O instituto é presidido por Flávia Peres, ex-ministra da Secretaria de Governo durante a gestão do ex-presidente Jair Bolsonaro (PL). Conhecida anteriormente como Flávia Arruda, ela passou a adotar o sobrenome Peres após o fim do casamento com o ex-governador do Distrito Federal José Roberto Arruda, em 2022.
Apesar da ação da PF no endereço da instituição, Flávia não é alvo da investigação. As apurações têm como foco a relação entre o banqueiro Augusto Lima, atual marido da ex-ministra, e o senador Jaques Wagner (PT-BA).
Augusto Lima é ligado à empresa Terra Firme da Bahia Ltda., da qual o Instituto Terra Firme atua como braço filantrópico.

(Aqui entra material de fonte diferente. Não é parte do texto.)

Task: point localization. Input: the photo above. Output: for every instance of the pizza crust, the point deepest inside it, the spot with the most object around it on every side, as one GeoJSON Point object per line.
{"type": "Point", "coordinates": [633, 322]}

Segundo as investigações, quem está sob suspeita é Andréa Lima Novaes, prima do banqueiro e diretora da PKL One Participações.
De acordo com a Polícia Federal, a empresa teria transferido R$ 3,5 milhões para uma pessoa jurídica ligada à família do senador Jaques Wagner. Os investigadores também apontam que Andréa manteria vínculo profissional com a Terra Firme.
A operação busca esclarecer a origem e a destinação dos recursos movimentados, além de apurar possíveis irregularidades financeiras relacionadas ao esquema investigado. Até o momento, a Polícia Federal não divulgou detalhes sobre o material apreendido durante as buscas.